As November and NaNoWriMo creeps closer I am excited and terrified. There is nothing like the beginning of a novel. Or a short story. Or a poem. Or a relationship. To me, often writing a novel is like a relationship. Sometimes I get into it knowing where I want to end up. Sometimes I think it’s just going to be a fun romp and we’ll see if it goes someplace real or fizzles out. Sometimes I go in thinking I know where it’s going and it ends up fizzling out. Sometimes I end up taking an unexpected left-turn or three and before I know it I’m looking at something entirely different and something so much better than I ever expected.
That is why the beginning might be my favorite part of a novel. That first one-thousand words which set everything else up. Many of my novels get written and re-written in that first one-to-three thousand words more than any other section of the novel. I want to introduce the character. I want to see and feel this world. I want the reader to understand the level of commitment this novel expects. But not to scare them off with the skeletons in the closet.

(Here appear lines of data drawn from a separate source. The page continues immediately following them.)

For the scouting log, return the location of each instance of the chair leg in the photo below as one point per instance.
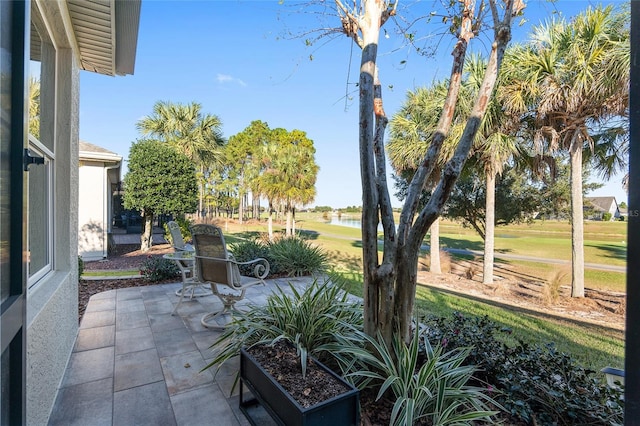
(210, 320)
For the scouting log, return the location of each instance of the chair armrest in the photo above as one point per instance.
(260, 270)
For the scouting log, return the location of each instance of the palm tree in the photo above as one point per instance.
(494, 147)
(197, 135)
(411, 130)
(34, 107)
(413, 126)
(563, 84)
(290, 172)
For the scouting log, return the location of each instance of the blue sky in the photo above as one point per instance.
(236, 59)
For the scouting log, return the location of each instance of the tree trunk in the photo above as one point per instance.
(389, 284)
(577, 225)
(434, 248)
(201, 191)
(147, 232)
(289, 220)
(489, 229)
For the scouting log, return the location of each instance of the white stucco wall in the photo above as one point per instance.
(92, 196)
(52, 303)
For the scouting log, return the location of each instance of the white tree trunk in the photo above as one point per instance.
(489, 228)
(147, 233)
(288, 225)
(270, 222)
(577, 225)
(434, 247)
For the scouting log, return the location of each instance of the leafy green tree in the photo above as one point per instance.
(390, 279)
(196, 135)
(516, 200)
(160, 180)
(569, 80)
(243, 154)
(34, 107)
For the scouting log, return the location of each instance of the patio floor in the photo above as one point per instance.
(135, 364)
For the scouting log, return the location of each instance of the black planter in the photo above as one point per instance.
(342, 410)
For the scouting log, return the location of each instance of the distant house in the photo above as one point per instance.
(596, 207)
(99, 174)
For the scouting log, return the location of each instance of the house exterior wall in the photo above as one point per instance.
(52, 303)
(93, 210)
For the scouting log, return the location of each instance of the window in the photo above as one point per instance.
(40, 208)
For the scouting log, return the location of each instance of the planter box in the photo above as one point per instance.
(343, 409)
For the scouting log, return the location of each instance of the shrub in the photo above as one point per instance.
(534, 384)
(296, 257)
(246, 251)
(310, 320)
(292, 256)
(185, 230)
(157, 268)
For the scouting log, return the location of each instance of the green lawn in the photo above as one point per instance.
(591, 346)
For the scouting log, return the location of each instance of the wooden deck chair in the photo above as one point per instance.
(216, 266)
(177, 241)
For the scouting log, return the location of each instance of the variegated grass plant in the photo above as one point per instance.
(311, 320)
(425, 381)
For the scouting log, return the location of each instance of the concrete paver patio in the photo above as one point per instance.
(135, 364)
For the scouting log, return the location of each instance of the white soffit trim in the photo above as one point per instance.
(102, 33)
(94, 26)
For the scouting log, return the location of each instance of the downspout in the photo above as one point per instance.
(108, 198)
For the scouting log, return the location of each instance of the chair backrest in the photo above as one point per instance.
(209, 243)
(176, 236)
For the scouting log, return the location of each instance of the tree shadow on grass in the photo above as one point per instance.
(446, 242)
(308, 235)
(610, 251)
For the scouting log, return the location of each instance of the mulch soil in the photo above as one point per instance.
(601, 308)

After the first one thousand words, it gets easier. Usually the worst of the new-relationship fears are simmering down. As long as I don’t do something astronomically stupid, we keep moving through the next fifty to a hundred thousand words. We slowly delve into the deeper mysteries together. We uncover those painful truths. We find ourselves in the throes of conflict but we stick it out! We climax together and then settle in to cuddle up with happy memories of that world and the characters.
But nothing is more terrifying or more exciting than the blank page waiting for that first thousand words. Those words which set the course of all the rest. Yeah, I’m kind of a romantic that way.